Security & Privacy FAQ

Have a security/privacy question or disclosure? Contact [email protected].

What best practices does Paper follow?

  • TLS encryption in transit for internal and external communication with our backend and databases.
  • Required TLS encryption for third-party vendors.
  • Data backups and storage encrypted with AES-256.
  • GDPR and CCPA compliance within 90 days.
  • Granular data access for all Paper employees granted by business need.
  • Full audit logging on sensitive data access.
  • Security audit from HackerOne.
  • Bug bounty program for ethical hackers.
  • SOC-2 compliance certification (coming Q2 2023).

What user personally identifiable information (PII) is stored?

Paper stores user emails and only accesses them to send automated emails (e.g. after a completed purchase) or in rare cases to proactively reach out to resolve support issues. We don't store any other user PII.

How is credit card data stored?

Paper's payment provider(s) are certified to PCI Service Provider Level 1, the highest standard set by the payment card industry to ensure that credit card data is processed, stored or transmitted in a secure environment (source).

This data is never sent through Paper's servers.

How is password data stored?

Paper doesn't use passwords! Logging into a Paper Wallet and our Seller dashboard is done through password-less authentication tied to your email address. For this reason, please keep strong password hygiene and consider adding multi-factor authentication on your email account.

How is buyer identity verification data stored?

Buyer identification verification data (i.e. KYC) is transferred via TLS encrypted connections directly to our payment vendor(s) and uses AES-256 encryption at rest (source). This data is only accessible to employees whose job role may require reviewing KYC.

This data is never sent through Paper's servers.

How is seller identity verification data stored?

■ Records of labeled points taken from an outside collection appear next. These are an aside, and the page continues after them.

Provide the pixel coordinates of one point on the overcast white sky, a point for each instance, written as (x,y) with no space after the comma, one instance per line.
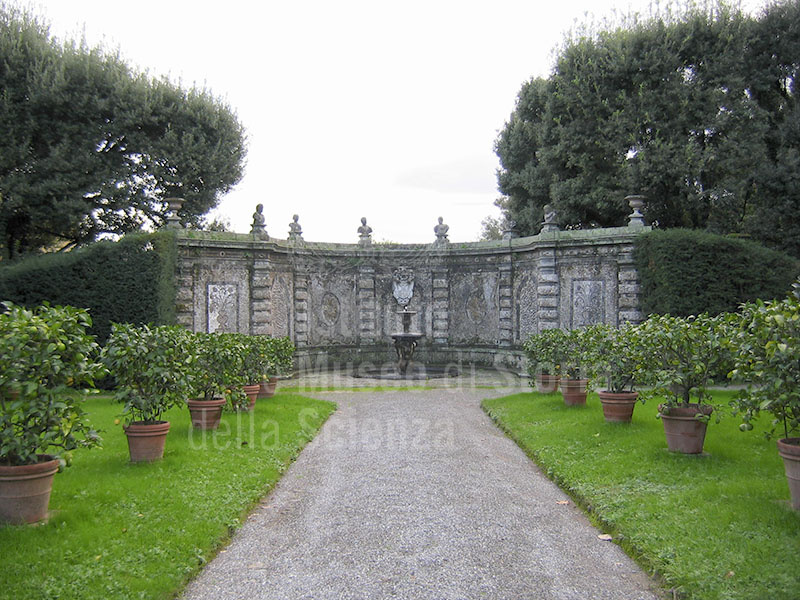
(386,110)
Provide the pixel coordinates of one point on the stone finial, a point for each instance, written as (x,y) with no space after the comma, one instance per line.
(403,285)
(364,233)
(258,228)
(295,231)
(174,204)
(549,224)
(636,202)
(441,230)
(510,230)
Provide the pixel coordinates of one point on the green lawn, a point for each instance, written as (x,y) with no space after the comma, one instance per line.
(715,526)
(119,530)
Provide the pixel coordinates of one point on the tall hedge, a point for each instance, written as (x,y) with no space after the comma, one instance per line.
(130,281)
(687,272)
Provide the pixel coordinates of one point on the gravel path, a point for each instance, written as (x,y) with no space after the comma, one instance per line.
(417,495)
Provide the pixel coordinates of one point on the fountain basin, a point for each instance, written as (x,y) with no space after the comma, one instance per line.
(404,344)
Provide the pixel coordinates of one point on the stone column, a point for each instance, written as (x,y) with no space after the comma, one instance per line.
(547,289)
(441,306)
(260,298)
(365,286)
(301,308)
(628,287)
(184,296)
(506,301)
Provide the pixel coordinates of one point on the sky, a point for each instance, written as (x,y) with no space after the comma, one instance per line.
(376,109)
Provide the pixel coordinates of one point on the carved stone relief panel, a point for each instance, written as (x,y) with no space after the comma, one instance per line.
(588,302)
(588,294)
(332,309)
(223,307)
(474,308)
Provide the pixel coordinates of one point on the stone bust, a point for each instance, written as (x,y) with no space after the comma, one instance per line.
(258,221)
(364,232)
(441,230)
(295,231)
(549,224)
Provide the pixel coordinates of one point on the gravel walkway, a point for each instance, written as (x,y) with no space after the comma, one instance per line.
(417,495)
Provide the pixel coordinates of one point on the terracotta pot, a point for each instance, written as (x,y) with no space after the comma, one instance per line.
(618,407)
(146,440)
(251,391)
(25,491)
(684,432)
(267,388)
(205,414)
(574,391)
(546,384)
(789,449)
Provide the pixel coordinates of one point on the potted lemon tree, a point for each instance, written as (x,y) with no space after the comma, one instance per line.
(615,354)
(768,356)
(681,357)
(154,371)
(545,351)
(47,363)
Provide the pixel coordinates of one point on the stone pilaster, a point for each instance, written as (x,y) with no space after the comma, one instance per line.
(441,306)
(628,287)
(301,309)
(365,298)
(506,302)
(547,290)
(260,299)
(184,297)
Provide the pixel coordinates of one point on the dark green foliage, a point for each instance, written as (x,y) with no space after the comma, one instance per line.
(130,281)
(90,146)
(685,272)
(698,110)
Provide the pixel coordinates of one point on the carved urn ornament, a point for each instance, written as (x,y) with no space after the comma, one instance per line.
(403,285)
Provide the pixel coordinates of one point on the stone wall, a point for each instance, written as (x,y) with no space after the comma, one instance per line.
(476,303)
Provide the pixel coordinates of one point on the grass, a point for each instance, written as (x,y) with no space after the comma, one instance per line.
(122,530)
(714,526)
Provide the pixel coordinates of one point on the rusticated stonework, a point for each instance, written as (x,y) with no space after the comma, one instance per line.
(474,303)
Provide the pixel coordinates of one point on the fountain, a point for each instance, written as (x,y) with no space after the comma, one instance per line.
(405,342)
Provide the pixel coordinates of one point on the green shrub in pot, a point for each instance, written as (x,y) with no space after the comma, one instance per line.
(48,362)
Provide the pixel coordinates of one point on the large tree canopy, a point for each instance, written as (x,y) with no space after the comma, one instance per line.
(90,146)
(698,110)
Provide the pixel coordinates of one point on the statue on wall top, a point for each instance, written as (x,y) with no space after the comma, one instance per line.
(403,285)
(364,233)
(441,230)
(258,228)
(549,224)
(295,231)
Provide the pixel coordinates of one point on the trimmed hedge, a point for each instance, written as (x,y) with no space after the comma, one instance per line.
(129,281)
(688,272)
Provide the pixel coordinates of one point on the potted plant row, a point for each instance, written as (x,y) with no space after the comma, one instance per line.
(615,354)
(556,359)
(768,357)
(48,361)
(154,369)
(681,358)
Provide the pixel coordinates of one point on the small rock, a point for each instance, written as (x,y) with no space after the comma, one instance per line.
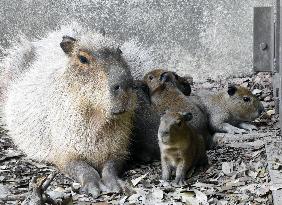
(270,112)
(227,168)
(257,92)
(267,99)
(75,187)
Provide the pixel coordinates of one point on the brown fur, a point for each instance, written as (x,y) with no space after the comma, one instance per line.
(166,96)
(180,145)
(228,110)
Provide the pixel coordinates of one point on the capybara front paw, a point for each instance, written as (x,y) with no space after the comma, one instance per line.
(180,182)
(91,188)
(113,185)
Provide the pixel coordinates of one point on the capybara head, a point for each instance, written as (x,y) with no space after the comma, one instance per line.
(98,76)
(242,103)
(173,126)
(158,78)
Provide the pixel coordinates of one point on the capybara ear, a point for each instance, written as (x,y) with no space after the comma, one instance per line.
(119,51)
(231,89)
(67,44)
(165,77)
(187,116)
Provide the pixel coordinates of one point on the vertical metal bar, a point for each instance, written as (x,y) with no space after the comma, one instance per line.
(279,57)
(263,39)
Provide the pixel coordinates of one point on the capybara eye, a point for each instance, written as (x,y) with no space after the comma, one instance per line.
(247,99)
(83,59)
(179,124)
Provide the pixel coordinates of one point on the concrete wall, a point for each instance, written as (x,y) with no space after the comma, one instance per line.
(205,38)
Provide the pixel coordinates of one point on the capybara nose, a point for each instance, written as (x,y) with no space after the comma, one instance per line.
(117,89)
(120,88)
(261,110)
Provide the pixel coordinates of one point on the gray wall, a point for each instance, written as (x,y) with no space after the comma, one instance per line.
(204,38)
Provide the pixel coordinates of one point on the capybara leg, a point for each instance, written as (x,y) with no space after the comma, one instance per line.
(232,129)
(166,170)
(86,175)
(110,173)
(247,126)
(181,171)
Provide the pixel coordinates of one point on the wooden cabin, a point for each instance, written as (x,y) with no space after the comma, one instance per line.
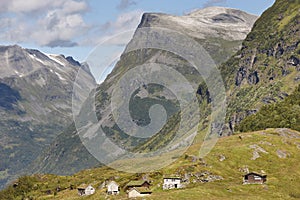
(139,192)
(254,178)
(85,190)
(137,184)
(172,183)
(112,188)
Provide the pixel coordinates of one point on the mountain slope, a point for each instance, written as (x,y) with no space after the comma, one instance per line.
(35,104)
(266,69)
(285,114)
(218,176)
(216,38)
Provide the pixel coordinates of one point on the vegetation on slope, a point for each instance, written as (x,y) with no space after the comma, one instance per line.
(279,161)
(284,114)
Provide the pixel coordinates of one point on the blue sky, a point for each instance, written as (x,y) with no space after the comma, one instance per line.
(75,27)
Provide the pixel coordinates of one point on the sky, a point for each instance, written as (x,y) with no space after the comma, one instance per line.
(76,27)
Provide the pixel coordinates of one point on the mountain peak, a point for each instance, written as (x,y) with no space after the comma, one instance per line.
(227,23)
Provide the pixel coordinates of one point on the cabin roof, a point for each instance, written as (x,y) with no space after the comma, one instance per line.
(82,186)
(172,177)
(112,182)
(141,190)
(255,173)
(136,183)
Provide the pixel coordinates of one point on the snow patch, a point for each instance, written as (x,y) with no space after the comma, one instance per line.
(60,77)
(33,56)
(55,59)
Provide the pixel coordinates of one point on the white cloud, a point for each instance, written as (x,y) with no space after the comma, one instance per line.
(56,23)
(124,4)
(210,3)
(59,23)
(124,25)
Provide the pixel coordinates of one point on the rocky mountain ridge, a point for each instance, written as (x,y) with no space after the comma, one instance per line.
(35,104)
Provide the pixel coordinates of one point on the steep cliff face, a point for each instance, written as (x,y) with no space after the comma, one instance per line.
(35,104)
(219,30)
(266,69)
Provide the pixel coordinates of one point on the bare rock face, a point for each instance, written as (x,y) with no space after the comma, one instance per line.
(225,23)
(257,150)
(35,103)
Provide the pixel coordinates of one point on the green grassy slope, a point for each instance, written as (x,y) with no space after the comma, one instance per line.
(278,158)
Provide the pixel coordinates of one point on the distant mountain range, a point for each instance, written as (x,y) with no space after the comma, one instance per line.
(259,62)
(35,104)
(209,27)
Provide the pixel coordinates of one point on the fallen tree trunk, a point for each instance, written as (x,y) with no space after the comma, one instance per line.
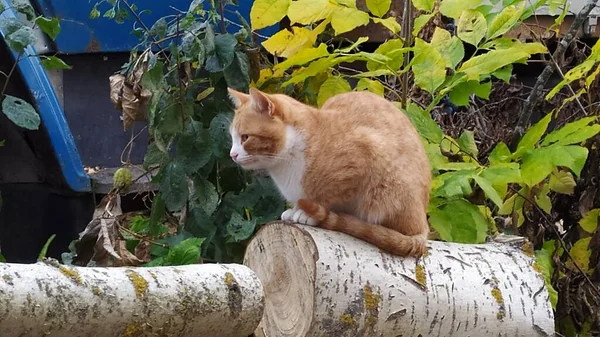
(48,299)
(323,283)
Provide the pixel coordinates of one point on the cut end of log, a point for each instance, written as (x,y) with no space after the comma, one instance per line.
(289,278)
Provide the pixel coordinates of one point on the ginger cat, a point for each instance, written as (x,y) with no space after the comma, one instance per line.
(356,165)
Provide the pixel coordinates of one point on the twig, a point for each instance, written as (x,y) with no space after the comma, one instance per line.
(536,94)
(562,243)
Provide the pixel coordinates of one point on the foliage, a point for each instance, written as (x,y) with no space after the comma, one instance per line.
(19,35)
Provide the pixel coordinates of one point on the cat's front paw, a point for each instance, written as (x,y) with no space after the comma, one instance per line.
(298,216)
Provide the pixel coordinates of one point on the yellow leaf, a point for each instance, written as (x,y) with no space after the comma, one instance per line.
(285,43)
(379,7)
(589,222)
(371,85)
(581,254)
(562,182)
(346,19)
(389,23)
(333,86)
(265,13)
(310,11)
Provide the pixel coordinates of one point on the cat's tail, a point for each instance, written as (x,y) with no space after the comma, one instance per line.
(382,237)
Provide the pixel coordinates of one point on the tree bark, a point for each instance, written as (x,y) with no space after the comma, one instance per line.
(323,283)
(48,299)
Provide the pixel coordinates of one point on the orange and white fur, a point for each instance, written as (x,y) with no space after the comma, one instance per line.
(356,165)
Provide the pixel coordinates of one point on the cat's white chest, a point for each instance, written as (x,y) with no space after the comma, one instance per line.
(288,176)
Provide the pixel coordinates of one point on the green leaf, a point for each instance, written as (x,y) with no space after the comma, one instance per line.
(379,7)
(237,74)
(428,66)
(454,8)
(219,132)
(505,21)
(265,13)
(562,182)
(23,7)
(20,112)
(450,47)
(390,49)
(44,250)
(459,221)
(532,136)
(589,222)
(204,196)
(49,26)
(466,141)
(423,122)
(471,27)
(239,228)
(20,39)
(223,53)
(331,87)
(186,252)
(174,187)
(424,5)
(574,132)
(53,62)
(371,85)
(194,148)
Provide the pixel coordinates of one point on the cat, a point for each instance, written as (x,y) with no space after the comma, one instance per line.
(356,165)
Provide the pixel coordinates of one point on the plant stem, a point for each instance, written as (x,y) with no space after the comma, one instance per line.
(536,93)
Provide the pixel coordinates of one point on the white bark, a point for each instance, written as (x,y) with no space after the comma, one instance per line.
(48,299)
(323,283)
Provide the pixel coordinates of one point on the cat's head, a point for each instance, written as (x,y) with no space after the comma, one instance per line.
(258,132)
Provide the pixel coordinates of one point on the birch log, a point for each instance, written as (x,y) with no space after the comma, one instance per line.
(48,299)
(323,283)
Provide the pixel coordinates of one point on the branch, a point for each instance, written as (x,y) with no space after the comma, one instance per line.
(536,94)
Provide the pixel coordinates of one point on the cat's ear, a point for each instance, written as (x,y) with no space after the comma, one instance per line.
(261,103)
(238,98)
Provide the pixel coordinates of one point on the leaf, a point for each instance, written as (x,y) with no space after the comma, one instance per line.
(239,228)
(423,122)
(266,13)
(21,113)
(424,5)
(44,250)
(450,47)
(237,74)
(378,7)
(589,222)
(53,62)
(454,8)
(574,132)
(223,53)
(562,182)
(49,26)
(186,252)
(331,87)
(173,187)
(20,39)
(428,66)
(371,85)
(310,11)
(389,49)
(194,148)
(471,27)
(346,19)
(505,21)
(489,191)
(459,221)
(532,136)
(390,23)
(581,253)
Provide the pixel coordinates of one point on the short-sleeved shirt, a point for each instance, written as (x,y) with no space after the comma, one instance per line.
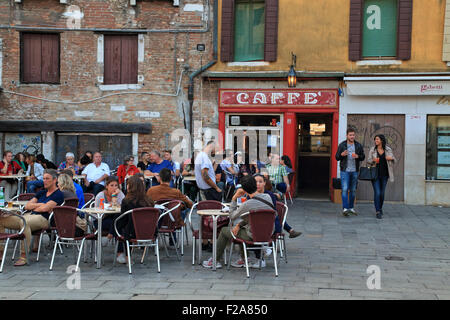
(80,195)
(351,165)
(42,197)
(202,161)
(63,166)
(93,172)
(156,168)
(277,173)
(226,165)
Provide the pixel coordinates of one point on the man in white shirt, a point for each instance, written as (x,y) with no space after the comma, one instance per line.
(95,174)
(205,175)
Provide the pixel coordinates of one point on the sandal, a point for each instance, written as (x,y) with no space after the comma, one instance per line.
(20,262)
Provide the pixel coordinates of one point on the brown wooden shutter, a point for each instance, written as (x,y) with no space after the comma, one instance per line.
(50,58)
(355,32)
(227,31)
(31,57)
(129,61)
(404,29)
(271,31)
(112,61)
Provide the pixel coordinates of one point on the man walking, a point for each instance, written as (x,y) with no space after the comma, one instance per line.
(205,175)
(350,153)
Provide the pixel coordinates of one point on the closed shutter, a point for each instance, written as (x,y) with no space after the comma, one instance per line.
(129,59)
(50,58)
(121,59)
(271,31)
(112,62)
(355,32)
(227,38)
(404,29)
(40,58)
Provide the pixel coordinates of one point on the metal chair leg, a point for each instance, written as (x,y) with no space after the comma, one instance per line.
(54,252)
(246,262)
(4,254)
(129,257)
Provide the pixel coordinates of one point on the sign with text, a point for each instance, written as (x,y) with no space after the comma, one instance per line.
(277,98)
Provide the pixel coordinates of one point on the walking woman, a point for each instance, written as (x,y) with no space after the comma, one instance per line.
(383,157)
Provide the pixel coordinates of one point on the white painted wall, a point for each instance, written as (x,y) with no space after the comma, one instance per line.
(415,109)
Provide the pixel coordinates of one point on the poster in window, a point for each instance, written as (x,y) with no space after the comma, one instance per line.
(443,173)
(443,142)
(443,157)
(272,141)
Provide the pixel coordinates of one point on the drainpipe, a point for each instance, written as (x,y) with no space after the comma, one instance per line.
(199,71)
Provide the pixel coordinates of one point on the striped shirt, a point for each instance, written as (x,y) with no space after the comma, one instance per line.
(276,173)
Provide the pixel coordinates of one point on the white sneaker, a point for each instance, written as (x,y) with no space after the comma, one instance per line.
(121,258)
(239,263)
(209,263)
(256,264)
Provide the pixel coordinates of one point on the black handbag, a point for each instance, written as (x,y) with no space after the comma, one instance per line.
(368,173)
(337,183)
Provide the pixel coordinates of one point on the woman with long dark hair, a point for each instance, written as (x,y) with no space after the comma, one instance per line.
(286,162)
(382,156)
(135,198)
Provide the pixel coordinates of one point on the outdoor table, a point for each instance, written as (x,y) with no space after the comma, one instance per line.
(19,178)
(99,213)
(187,178)
(78,178)
(215,213)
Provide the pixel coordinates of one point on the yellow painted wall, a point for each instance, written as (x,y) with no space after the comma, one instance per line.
(317,32)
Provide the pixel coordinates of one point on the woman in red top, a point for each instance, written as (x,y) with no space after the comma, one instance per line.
(127,169)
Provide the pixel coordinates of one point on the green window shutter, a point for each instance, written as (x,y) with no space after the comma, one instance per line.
(379,28)
(249,30)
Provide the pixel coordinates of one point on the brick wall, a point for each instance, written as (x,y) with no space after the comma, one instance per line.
(166,54)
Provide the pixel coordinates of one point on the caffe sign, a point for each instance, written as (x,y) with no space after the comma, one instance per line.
(277,98)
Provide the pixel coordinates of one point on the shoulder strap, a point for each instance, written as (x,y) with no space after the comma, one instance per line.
(264,201)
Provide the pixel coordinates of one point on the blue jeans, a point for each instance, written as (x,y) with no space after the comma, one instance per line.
(33,185)
(379,187)
(349,182)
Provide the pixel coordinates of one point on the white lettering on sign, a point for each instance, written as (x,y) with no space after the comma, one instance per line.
(261,97)
(239,99)
(292,95)
(276,96)
(374,21)
(309,96)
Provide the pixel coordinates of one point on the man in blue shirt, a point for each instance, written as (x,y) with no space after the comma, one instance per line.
(155,166)
(40,206)
(78,189)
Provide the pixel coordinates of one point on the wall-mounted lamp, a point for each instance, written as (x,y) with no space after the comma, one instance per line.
(292,75)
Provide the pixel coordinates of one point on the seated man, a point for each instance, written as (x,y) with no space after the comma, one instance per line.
(156,165)
(164,191)
(277,174)
(95,175)
(7,168)
(40,206)
(78,189)
(257,202)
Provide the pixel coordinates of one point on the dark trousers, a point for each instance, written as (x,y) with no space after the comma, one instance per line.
(94,188)
(379,187)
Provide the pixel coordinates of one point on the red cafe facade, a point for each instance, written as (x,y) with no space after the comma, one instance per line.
(299,123)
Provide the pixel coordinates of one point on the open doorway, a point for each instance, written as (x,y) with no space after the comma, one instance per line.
(314,152)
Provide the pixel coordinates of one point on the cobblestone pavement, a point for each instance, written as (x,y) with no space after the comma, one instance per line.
(328,261)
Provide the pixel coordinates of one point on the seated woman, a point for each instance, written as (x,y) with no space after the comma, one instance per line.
(35,174)
(136,198)
(69,164)
(111,195)
(127,169)
(265,186)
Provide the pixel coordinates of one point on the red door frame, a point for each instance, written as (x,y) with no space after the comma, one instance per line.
(290,131)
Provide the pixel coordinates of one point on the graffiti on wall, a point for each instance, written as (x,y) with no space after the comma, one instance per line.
(23,142)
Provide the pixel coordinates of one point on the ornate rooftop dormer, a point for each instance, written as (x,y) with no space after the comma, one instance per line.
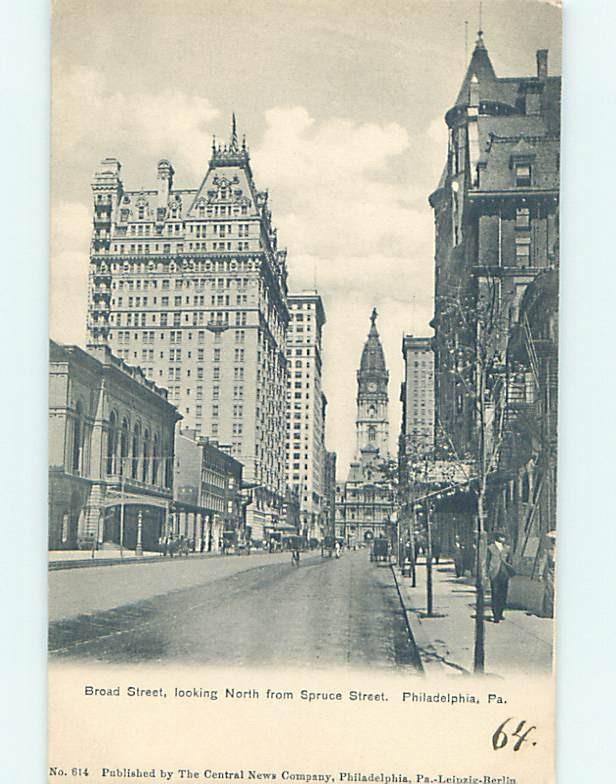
(233,153)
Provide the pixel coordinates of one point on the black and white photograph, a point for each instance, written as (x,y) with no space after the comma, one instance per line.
(303,348)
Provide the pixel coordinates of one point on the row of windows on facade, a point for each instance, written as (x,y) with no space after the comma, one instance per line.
(136,455)
(202,317)
(137,284)
(175,355)
(165,301)
(198,229)
(145,248)
(175,336)
(201,210)
(175,373)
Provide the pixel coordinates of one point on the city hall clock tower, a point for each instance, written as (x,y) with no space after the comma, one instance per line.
(372,421)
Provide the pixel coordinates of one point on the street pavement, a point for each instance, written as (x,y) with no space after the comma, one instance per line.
(239,610)
(520,644)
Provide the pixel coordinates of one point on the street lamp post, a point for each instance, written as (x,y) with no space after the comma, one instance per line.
(429,597)
(122,505)
(139,546)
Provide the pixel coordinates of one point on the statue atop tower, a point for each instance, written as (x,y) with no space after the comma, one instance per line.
(372,421)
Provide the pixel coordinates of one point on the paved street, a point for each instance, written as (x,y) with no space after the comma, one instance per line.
(234,610)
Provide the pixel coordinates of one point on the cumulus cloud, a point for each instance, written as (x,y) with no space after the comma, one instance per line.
(70,241)
(354,223)
(358,232)
(90,117)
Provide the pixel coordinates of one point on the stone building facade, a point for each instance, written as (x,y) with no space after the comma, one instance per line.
(191,285)
(417,396)
(495,212)
(365,503)
(208,508)
(111,445)
(307,409)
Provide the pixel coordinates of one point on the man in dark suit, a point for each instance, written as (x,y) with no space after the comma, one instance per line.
(499,572)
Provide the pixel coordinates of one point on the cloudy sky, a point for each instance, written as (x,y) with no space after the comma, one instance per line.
(342,104)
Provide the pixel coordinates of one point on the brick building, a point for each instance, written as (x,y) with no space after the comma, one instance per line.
(208,504)
(190,284)
(307,409)
(495,212)
(496,259)
(417,396)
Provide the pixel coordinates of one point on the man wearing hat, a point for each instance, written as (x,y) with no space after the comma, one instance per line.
(499,572)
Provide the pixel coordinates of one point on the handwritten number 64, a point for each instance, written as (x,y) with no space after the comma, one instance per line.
(500,738)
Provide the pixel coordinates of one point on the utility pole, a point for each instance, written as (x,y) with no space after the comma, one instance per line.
(139,547)
(122,511)
(429,597)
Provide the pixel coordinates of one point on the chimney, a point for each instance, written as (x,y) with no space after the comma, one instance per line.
(542,63)
(165,182)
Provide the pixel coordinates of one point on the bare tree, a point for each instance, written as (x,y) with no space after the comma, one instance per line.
(472,331)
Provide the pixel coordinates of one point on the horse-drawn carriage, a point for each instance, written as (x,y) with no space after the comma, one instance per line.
(380,551)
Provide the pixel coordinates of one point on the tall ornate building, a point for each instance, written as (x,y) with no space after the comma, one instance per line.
(496,221)
(365,502)
(307,406)
(191,285)
(417,397)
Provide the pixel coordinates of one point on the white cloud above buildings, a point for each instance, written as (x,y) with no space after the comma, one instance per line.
(352,224)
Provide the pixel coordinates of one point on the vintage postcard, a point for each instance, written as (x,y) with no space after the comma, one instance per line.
(303,376)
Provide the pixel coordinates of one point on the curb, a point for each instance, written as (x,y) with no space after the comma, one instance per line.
(88,563)
(418,660)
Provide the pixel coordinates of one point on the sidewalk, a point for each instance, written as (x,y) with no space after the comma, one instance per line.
(520,644)
(72,559)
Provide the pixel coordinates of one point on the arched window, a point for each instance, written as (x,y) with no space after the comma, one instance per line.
(155,459)
(124,447)
(112,443)
(145,468)
(77,439)
(135,452)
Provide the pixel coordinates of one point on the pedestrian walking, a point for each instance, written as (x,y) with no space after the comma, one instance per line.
(458,557)
(499,571)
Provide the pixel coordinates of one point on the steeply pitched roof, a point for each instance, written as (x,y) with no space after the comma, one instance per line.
(481,68)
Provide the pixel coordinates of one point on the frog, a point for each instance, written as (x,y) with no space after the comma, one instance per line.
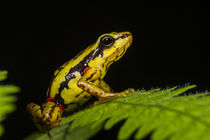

Seller identity verification data (i.e. KYB) that you upload in the dashboard is uploaded via TLS encrypted connections with a time-limited pre-signed URL to Paper's S3 AWS bucket. The S3 bucket is not exposed to the public internet, is encrypted with an AWS KMS-managed key, has all employee interactions logged, and is only accessible to key employees whose job role requires reviewing KYB.

This data is never sent through Paper's servers.

How does Paper handle GDPR data access or deletion requests?

A customer can contact us atΒ [email protected] to request their data to be provided or deleted. We will comply with the request within 90 calendar days.

Does Paper go through security audits?

Yes. Our architecture and codebase are currently undergoing a full code review audit performed by HackerOne, a leading cybersecurity company.

Estimated completion: March 2023

Does Paper offer rewards for responsible disclosures of security vulnerability?

Yes. At the team's discretion, Paper may offer monetary bounties for security vulnerabilities that are responsibly disclosed to [email protected] that are considered novel with high customer impact.

Paper's formal HackerOne bug bounty program is launching Q1 2023.